Знак препинания - та самая точка опоры,
Упершись в которую, сдвинешь если не горы,
То самое себя с мертвой точки. Движение -
Способ существования части по отношению
К целому. В нем себя проявляет время.
Движение - это преодоление силы трения.
Инертность, преобразуемая в энергию,
Будь то трагедия, пародия или элегия.
Все, что больше нуля, по сути - остаток:
Вначале было не слово, а точки, так как
Строки истории читают справа налево,
Как бы они ни звучали при том нелепо.
Все мы выродки новой эры.
Нет у нас ни богов, ни веры,
Только культ располневшей туши,
Татью вкравшийся в наши души.
Мы - венец (даром что уроды)
Побежденной нами природы,
Пригвожденной затем для смеха
К карусели нашего века.
Мы прошли сквозь огонь и воду,
Чтобы Господу Богу "вот он!"
Ткнуть в лицо - чтоб самим проверить
То, во что не смогли поверить.
С годами приходит мудрость, то есть
Перо бежит само по себе
Поперек листа бумаги, как поезд
Через поле, вымершее к зиме.
Но каракули все труднее
Разбирать самому. Из букв
Выстраивается толпа, а над нею -
Тишина, иначе - бесцветный звук.
Отмечая N-ый день рождения,
Подходишь к зеркалу, как к пруду,
И смотришь на свое отражение,
Шевеля губами: "приду... приду..."
Остановись, мгновенье, хотя б на исходе века.
Магия цифр сигналит времени веком.
Но ноль только тем отличается от единицы,
Чем молодой человек от девицы.
Новый век делает жест: входите!
Не обращайте внимания, что в халате.
Делайте что хотите и где хотите
С кем хотите, пока не решите - хватит.
Время - вода, в которую дважды не вступишь,
Но которую можно толочь в ступе,
Не обращая внимания на счетчик
И как морщины теснят маков цвет со щечек.
Забава всегда превращается в крест.
Свойство любой материи - треск:
Крик о помощи под ножом.
Человек в стихе обнажен.
Он приходит туда со всем
Скарбом.

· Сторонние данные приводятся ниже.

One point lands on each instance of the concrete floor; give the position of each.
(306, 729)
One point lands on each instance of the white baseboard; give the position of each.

Он твой новый сосед
В коммуналке поэзии с одной плитой
На двоих. Он же - будущий понятой
На обыске у тебя в углу.
Он играет с куклами на полу
И одной втыкает булавку в гортань,
А твой язык не может велеть "перестань!"
Жизнь - это движение, смерть -
Перемещение. Каждый час
Выжимает по капле из сумерек свет.
Человек не сам по себе, но часть
Человечества. Этот каприз богов -
Преступление против личности. Шаг
К диктатуре нелюдей без погон.
Легче приспособиться не дышать,
Обозначив победу своей души
Над чуждой материей. Слова над
Повествованием. И как ни пиши,
Получается резче, чем если б мат.
Человек отличается от предмета
Температурой. Особенно это
Ощущаешь осенью среди голых
Деревьев - без листьев, но не без иголок.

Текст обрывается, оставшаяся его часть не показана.